Persistent "DAG Failed" error in Vertex AI AutoML training with correct IAM roles

I’ve been working on an ETL (Extract, Transform, Load) project to prepare a dataset for a fuel demand prediction model. The data, sourced from CSV, JSONL, was successfully loaded into BigQuery. I then used a SQL query to clean the data, handling negative values, missing payment methods, and unifying the inventory and transaction tables. The final table, Table_Final_DemandaFuel, is ready for machine learning.

The goal is to use this clean data to train a regression model in Vertex AI AutoML Tabular to predict fuel sales (Litros_Vendidos).

However, the training job keeps failing with a recurring error:

The DAG failed because some tasks failed. The failed tasks are: [exit-handler-1].; Job (project_id = braided-circuit-457918-m3, job_id = <JOB_ID>) is failed due to the above error.; Failed to handle the job: {project_number = 847026632307, job_id = <JOB_ID>}. Always happens on the 8th step, it works well until this step comes.

Steps Taken So Far to Fix the Error:

  • Data Validation: The final BigQuery table has been validated, and all known data quality issues (negative values, NULLs) have been resolved. The data looks clean.

  • Permissions Check: I’ve meticulously added all necessary IAM roles to my service account (847026632307-compute@developer.gserviceaccount.com).
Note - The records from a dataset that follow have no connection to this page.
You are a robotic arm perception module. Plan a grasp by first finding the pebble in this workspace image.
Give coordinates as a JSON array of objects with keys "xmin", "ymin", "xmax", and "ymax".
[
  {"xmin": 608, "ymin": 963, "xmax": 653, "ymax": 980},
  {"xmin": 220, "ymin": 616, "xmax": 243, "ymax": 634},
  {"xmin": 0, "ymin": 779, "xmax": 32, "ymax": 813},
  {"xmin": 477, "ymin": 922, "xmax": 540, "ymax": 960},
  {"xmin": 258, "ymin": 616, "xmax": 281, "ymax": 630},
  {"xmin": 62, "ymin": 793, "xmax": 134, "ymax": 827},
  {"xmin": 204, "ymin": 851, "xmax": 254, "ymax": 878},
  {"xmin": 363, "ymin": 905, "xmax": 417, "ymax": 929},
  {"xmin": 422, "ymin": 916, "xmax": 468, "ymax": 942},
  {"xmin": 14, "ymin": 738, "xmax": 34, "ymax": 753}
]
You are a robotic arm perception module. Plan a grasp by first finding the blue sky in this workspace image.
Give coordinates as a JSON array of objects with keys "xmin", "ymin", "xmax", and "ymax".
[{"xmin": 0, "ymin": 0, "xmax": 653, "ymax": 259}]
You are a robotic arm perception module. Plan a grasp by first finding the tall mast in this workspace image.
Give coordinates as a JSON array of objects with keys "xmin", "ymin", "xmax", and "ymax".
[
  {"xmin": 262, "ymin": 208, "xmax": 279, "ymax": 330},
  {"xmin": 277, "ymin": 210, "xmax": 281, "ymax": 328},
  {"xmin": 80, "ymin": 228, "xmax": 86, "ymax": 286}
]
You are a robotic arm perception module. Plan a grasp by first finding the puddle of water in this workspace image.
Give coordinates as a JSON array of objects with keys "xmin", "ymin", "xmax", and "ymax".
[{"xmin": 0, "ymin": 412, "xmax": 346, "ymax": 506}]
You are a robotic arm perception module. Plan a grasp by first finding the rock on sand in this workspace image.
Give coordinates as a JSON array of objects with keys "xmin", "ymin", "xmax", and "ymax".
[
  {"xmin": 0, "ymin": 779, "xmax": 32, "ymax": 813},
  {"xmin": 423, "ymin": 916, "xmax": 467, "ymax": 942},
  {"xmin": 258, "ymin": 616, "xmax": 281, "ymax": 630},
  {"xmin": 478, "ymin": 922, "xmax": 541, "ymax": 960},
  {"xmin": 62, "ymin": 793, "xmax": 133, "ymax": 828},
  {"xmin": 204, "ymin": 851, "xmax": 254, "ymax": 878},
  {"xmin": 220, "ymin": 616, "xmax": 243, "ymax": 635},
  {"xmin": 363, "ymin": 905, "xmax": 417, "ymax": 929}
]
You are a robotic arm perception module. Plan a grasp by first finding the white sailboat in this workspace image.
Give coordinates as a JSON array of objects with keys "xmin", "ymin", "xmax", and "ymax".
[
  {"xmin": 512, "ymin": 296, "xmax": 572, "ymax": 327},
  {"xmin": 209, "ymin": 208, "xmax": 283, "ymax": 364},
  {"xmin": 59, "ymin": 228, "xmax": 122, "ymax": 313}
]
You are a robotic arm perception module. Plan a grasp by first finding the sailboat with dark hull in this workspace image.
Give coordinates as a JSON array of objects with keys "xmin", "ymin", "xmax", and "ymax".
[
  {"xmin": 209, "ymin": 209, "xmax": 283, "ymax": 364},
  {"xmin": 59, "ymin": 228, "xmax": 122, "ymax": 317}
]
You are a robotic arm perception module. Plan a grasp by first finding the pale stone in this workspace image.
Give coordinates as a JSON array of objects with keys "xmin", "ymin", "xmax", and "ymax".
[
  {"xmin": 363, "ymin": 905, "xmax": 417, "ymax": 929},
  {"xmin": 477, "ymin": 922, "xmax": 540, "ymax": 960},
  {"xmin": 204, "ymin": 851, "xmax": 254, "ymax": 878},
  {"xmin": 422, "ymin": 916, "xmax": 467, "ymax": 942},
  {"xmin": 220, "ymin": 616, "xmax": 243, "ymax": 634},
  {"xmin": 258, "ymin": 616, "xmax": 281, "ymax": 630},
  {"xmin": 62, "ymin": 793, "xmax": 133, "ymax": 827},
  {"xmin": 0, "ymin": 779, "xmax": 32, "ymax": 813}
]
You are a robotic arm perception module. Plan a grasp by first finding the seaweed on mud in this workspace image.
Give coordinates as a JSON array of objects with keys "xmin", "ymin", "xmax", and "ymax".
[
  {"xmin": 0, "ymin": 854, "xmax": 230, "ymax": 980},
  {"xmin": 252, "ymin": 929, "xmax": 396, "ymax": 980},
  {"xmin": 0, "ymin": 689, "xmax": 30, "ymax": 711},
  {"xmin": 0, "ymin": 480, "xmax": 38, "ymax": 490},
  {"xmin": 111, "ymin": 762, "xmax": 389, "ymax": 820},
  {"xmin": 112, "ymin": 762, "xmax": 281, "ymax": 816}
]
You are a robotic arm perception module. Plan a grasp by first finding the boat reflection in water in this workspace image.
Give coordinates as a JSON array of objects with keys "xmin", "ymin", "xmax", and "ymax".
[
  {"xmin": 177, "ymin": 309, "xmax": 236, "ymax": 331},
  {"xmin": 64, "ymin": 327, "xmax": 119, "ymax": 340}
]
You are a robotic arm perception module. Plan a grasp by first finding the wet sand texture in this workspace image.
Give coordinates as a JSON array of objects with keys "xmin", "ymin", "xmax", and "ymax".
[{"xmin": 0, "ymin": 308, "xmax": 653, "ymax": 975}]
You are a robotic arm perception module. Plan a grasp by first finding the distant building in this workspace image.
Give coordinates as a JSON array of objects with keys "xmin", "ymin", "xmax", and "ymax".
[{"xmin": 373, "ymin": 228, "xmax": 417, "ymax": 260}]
This includes:

    • Vertex AI User

    • BigQuery Data Viewer

    • Service Account User

    • Vertex AI Administrator

  • Service Agent Verification: I’ve also confirmed that the Google-managed service agent for Vertex AI (service-847026632307@gcp-sa-aiplatform.iam.gserviceaccount.com) exists and has the correct Vertex AI Service Agent role.

Despite these steps, the error persists, indicating a more complex issue with the project’s configuration or a backend problem within the Vertex AI service itself.